Regression to the mean, the idea that there is an average outcome that can be expected and that overtime individual outliers from the average will revert back toward that average, is a boring phenomenon on its own. If you think about it in the context of driving to work and counting your red lights, you can see why it is a rather boring idea. If you normally hit 5 red lights, and one day you manage to get to work with just a single red light, you probably expect that the following day you won’t have as much luck with the lights, and will probably have more red lights than than your lucky one red light commute. Conversely, if you have a day where you manage to hit every possible red light, you would probably expect to have better traffic luck the next day and be somewhere closer to your average. This is regression to the mean. Simply because you had only one red or managed to hit every red one day doesn’t cause the next day’s traffic light stoppage to be any different, but you know you will probably have a more average count of reds versus greens – no causal explanation involved, just random traffic light luck.
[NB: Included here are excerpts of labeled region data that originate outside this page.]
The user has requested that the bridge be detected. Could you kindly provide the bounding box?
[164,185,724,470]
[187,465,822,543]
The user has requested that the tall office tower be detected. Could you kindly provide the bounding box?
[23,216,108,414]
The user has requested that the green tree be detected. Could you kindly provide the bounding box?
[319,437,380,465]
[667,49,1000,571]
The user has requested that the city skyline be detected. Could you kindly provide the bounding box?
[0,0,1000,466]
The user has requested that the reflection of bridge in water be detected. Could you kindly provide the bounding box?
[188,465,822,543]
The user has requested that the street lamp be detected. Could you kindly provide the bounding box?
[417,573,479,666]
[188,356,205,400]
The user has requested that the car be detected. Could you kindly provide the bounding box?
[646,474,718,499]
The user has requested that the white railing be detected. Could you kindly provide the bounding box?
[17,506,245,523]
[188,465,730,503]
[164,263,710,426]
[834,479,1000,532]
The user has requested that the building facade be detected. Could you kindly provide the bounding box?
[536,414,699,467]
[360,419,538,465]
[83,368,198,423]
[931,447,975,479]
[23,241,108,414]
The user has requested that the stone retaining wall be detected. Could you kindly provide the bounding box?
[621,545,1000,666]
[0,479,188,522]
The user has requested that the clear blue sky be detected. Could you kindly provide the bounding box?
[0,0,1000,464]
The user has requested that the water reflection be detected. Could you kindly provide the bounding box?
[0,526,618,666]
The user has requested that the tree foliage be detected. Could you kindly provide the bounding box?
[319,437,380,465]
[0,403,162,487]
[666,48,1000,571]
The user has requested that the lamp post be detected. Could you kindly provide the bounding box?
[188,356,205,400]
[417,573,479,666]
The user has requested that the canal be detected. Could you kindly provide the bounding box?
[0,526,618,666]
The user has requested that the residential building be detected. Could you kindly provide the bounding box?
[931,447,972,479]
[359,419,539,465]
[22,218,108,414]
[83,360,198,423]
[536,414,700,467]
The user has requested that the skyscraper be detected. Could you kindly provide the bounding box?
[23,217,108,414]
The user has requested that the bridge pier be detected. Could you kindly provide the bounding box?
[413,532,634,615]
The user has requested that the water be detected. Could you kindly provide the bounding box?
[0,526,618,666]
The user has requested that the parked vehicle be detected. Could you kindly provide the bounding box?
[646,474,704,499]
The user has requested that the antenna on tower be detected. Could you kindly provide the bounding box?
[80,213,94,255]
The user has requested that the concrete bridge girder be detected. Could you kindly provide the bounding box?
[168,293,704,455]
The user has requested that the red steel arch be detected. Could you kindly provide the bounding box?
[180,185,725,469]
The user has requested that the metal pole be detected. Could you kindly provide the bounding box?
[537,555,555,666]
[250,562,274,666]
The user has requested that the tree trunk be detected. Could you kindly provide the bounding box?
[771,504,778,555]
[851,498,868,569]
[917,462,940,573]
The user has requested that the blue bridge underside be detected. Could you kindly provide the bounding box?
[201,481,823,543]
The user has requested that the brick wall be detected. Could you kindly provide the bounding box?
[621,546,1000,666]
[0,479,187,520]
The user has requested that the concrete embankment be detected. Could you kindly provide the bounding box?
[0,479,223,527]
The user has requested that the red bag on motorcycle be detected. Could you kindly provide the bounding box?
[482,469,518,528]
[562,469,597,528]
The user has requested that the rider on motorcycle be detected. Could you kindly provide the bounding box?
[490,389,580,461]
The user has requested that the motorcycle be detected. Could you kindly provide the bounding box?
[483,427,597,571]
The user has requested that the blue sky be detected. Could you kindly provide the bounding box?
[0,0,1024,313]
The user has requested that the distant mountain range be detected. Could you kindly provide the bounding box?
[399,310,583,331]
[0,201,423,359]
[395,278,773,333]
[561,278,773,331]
But for some reason this idea is both fascinating and hard to grasp in other areas, especially if we think that we have some control of the outcome. In Thinking Fast and Slow, Daniel Kahneman helps explain why it is so difficult in some settings for us to accept regression to the mean, what is otherwise a rather boring concept. He writes,
“Our mind is strongly biased toward causal explanations and does not deal well with mere statistics. When our attention is called to an event, associative memory will look for its cause – more precisely, activation will automatically spread to any cause that is already stored in memory. Causal explanations will be evoked when regression is detected, but they will be wrong because the truth is that regression to the mean has an explanation but does not have a cause.”
Unless you truly believe that there is a god of traffic lights who rules over your morning commute, you probably don’t assign any causal mechanism to your luck with red lights. But when you are considering how well a professional golfer played on the second day of a tournament compared to the first day, or when you are considering whether intelligent women marry equally intelligent men, you are likely to have some causal idea that comes to mind. The golfer was more or less complacent on the second day – the highly intelligent women have to settle for less intelligent men because the highly intelligent men don’t want an intellectual equal. These are examples that Kahneman uses in the book and present plausible causal mechanisms, but as Kahneman shows, the more simple though boring answer is simply regression to the mean. A golfer who performs spectacularly on day one is likely to be less lucky on day two. A highly intelligent woman is likely to marry a man with intelligence closer to average just by statistical chance.
When regression to the mean violates our causal expectation it becomes an interesting and important concept. It reveals that our minds don’t simply observe an objective reality, they observe causal structures that fit with preexisting narratives. Our causal conclusions can be quite inaccurate, especially if they are influenced by biases and prejudices that are unwarranted. If we keep regression to the mean in mind, we might lose some of our exciting narratives, but our thinking will be more sound, and our judgments more clear.